A decision in late April, 2016, by the Colorado Supreme Court, allows deduction of the cost of capital for construction of gas processing and transportation facilities in calculating Colorado severance tax.

In BP America Production Company v. Colorado Department of Revenue, 2016 CO 23, 2016 WL 1639829, the Colorado Supreme Court reversed the decision of the Colorado Court of Appeals regarding whether the cost of capital may be deducted from revenue in valuing oil and gas resources for purposes of calculating state severance tax. The court found that the Colorado severance tax statute authorizes a deduction for any transportation, manufacturing and processing costs, and that the cost of capital is a deductible cost that resulted from investment in transportation and processing facilities.

Colorado’s severance tax statute allows extractors to deduct from revenue “any transportation, manufacturing, and processing costs.” C.R.S. § 39-29-102(3)(a). The court emphasized the word “any” in this statute and said that when used as an adjective in a statute, the word “any” means “all.”

BP America Production Company’s (“BP’s”) predecessors had constructed facilities to process natural gas from coal seams and to transport it to market. The parties in the case had stipulated that if the cost of capital is allowed as a deduction, BP is entitled to refunds of $629,186 and $669,202 plus interest for tax years 2003 and 2004, respectively. The court stated that the cost of capital is the amount of money that an investor could have earned on a different investment of similar risk. In this case, the cost of capital is the amount of money that BP’s predecessors could have earned had they invested in other ventures rather than in building transportation and processing facilities. The court held that the cost of capital is a cost for purposes of the severance tax statute.

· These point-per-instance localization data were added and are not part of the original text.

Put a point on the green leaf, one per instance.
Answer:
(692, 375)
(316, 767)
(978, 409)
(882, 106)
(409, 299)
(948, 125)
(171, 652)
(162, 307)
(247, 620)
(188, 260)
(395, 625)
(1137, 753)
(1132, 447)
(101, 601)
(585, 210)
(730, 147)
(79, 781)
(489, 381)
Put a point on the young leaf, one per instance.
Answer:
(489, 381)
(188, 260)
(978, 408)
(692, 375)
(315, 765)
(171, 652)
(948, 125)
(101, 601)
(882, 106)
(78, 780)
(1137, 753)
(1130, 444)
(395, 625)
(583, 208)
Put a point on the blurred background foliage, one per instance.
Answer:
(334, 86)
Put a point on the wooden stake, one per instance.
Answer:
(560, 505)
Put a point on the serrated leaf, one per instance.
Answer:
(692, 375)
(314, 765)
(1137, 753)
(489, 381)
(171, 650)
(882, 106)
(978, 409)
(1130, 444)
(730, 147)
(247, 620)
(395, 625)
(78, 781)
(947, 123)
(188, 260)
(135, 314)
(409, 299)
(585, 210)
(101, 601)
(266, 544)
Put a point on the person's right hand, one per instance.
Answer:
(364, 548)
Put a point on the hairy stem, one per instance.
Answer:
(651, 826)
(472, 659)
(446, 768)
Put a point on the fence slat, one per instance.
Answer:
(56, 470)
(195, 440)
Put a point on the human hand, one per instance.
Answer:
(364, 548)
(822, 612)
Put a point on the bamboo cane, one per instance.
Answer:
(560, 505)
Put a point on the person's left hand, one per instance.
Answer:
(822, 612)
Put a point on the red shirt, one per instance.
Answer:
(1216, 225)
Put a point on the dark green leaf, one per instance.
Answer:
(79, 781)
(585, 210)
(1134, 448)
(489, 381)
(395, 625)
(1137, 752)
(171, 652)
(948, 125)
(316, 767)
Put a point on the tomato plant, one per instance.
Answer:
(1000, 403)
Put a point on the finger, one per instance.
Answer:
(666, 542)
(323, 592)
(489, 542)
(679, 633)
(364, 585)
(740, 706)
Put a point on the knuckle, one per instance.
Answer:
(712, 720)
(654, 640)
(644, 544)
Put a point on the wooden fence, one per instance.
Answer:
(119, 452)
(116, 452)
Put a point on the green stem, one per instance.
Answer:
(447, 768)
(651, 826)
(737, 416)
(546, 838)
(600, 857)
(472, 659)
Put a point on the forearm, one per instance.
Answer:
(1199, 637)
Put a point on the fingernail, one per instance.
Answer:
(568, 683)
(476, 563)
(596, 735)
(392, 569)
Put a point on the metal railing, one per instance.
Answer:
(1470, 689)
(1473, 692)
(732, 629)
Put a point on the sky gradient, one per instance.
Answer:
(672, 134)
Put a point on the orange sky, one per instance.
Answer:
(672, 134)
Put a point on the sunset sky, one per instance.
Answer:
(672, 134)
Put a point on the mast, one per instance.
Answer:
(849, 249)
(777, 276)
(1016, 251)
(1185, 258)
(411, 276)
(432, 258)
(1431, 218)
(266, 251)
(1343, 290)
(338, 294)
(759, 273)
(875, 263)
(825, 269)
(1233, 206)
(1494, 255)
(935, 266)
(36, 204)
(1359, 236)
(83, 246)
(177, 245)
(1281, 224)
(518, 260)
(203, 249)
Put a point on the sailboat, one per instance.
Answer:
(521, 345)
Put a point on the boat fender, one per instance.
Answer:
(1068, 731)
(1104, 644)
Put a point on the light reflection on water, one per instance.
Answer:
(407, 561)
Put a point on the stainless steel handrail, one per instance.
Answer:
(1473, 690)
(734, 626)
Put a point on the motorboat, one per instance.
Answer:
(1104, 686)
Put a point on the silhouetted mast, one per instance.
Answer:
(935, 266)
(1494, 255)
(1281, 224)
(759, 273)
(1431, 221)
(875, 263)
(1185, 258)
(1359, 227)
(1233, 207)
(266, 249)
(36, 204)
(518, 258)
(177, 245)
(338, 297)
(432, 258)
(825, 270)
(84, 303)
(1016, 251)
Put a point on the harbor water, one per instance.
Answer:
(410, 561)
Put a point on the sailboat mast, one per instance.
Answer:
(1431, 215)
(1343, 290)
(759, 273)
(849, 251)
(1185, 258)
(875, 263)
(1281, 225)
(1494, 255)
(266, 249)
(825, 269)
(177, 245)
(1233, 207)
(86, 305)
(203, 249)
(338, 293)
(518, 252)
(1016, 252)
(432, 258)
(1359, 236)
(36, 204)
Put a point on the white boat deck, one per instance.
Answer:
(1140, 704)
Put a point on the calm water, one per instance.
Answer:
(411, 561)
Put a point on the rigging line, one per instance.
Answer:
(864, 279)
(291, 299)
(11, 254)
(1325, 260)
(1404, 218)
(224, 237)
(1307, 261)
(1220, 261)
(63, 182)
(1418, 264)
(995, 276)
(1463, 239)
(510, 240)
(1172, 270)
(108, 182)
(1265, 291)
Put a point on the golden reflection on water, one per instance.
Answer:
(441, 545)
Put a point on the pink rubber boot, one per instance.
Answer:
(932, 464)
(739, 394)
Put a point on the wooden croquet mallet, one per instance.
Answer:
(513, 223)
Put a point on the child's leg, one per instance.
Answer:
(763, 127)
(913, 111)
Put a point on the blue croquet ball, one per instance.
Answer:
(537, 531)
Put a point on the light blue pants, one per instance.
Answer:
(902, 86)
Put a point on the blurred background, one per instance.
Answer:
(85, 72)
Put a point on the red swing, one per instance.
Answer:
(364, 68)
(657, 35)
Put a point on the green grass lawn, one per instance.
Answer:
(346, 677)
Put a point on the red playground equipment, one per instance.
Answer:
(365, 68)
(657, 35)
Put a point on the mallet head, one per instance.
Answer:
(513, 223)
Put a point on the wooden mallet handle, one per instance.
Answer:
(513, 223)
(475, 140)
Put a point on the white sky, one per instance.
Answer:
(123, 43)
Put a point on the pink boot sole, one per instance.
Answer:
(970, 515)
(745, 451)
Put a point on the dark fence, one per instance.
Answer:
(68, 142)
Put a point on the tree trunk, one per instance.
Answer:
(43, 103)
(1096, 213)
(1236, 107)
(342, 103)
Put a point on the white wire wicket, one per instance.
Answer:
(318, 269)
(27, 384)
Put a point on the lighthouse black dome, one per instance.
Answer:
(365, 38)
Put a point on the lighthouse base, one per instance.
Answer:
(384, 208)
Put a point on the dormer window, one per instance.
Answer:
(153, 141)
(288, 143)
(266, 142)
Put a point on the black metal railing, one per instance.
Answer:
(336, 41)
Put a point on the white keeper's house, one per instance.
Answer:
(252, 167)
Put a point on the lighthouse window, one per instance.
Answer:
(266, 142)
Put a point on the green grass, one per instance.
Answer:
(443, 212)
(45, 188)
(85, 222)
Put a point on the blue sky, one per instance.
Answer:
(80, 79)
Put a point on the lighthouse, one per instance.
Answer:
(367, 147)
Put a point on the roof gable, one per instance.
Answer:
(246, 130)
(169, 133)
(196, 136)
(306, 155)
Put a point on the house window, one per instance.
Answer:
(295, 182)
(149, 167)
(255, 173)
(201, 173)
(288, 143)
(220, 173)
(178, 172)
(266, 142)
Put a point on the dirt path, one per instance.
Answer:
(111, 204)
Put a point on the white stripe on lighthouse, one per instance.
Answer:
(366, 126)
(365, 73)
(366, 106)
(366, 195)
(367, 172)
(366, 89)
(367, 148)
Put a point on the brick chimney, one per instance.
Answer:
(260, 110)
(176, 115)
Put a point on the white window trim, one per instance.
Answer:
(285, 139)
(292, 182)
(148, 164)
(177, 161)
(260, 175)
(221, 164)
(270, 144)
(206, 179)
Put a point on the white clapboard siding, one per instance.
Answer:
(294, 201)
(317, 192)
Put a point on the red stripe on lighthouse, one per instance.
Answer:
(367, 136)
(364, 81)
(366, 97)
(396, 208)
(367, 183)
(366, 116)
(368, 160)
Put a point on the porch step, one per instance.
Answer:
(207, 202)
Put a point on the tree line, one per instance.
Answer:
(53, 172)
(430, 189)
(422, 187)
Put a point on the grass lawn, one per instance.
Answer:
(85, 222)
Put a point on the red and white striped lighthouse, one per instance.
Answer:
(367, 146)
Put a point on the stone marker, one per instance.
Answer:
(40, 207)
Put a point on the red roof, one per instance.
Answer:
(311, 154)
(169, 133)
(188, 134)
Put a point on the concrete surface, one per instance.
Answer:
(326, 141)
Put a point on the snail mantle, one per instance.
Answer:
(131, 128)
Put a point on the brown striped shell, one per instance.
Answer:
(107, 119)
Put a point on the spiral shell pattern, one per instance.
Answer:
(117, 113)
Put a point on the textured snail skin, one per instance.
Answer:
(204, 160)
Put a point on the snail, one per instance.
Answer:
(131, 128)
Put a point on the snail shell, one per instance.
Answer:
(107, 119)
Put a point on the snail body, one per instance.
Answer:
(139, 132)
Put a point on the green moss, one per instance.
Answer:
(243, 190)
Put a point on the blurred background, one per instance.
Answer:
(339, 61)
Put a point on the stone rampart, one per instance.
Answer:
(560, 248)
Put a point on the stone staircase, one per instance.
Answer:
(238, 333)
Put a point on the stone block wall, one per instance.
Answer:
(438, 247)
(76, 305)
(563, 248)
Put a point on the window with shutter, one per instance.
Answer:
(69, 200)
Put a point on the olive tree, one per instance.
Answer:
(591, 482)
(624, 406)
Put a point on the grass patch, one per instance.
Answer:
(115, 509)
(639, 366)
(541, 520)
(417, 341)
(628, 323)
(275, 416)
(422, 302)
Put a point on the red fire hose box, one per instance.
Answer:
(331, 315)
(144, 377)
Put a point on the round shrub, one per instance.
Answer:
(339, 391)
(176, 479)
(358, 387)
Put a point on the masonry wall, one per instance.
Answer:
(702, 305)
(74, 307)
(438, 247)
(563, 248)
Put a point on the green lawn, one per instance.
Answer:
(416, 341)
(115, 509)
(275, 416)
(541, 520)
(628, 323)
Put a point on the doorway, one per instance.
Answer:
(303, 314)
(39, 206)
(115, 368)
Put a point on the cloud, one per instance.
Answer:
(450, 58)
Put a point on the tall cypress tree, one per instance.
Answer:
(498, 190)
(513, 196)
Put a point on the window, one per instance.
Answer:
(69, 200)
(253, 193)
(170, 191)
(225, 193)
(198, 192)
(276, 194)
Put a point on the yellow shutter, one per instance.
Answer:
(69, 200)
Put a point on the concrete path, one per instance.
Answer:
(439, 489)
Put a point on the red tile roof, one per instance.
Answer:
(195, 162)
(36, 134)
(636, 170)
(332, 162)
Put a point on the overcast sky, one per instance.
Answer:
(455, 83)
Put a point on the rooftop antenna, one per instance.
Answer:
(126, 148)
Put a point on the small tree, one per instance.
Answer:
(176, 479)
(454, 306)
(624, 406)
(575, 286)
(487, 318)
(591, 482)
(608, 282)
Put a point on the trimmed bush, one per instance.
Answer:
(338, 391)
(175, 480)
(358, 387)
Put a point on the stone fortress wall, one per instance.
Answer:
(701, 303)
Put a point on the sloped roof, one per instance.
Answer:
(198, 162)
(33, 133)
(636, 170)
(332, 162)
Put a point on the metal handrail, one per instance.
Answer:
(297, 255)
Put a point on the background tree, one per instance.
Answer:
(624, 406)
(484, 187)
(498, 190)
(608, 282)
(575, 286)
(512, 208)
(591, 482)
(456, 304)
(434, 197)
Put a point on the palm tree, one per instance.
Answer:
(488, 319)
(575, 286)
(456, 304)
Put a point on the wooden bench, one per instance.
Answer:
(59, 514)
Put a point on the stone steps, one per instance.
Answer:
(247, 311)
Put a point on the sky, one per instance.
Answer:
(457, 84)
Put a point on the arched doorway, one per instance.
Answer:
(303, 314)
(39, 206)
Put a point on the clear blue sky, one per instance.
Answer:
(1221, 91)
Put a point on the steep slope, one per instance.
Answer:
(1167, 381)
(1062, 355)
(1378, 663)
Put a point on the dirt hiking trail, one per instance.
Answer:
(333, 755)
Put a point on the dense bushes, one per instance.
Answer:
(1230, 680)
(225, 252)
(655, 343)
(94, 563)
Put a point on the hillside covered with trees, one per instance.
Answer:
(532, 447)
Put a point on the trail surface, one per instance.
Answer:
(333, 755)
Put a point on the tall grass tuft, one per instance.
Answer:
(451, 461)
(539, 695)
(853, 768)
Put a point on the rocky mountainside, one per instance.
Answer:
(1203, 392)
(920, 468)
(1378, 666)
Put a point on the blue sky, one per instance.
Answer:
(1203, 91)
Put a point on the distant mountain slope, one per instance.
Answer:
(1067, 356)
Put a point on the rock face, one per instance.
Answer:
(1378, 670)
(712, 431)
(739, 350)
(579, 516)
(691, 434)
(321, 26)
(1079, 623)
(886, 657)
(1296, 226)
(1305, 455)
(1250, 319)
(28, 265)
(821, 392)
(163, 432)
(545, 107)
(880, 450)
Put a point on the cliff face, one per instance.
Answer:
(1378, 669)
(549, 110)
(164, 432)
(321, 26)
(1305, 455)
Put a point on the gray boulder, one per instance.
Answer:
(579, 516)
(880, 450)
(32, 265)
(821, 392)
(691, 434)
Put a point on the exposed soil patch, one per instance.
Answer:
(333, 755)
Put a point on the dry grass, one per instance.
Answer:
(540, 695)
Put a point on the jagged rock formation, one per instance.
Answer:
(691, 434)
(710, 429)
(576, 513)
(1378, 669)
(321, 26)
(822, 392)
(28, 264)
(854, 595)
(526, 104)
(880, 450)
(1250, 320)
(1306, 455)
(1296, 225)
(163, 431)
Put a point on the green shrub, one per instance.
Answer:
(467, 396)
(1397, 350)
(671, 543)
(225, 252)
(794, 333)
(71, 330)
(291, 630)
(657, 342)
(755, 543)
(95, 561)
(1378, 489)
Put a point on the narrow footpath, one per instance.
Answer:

A memorandum dated May 6, 2016, from staff members to the Joint Budget Committee, states the Colorado Department of Revenue anticipates that the decision in this case will lead to significant refunds due to returns in process and that oil and gas producers will file amended returns as far back as allowed by the statute of limitations. The Department of Revenue estimates $98.4 million in required refunds. A bill that would address funding the refunds was passed by the General Assembly on May 11, 2016. (S.B. 16-218).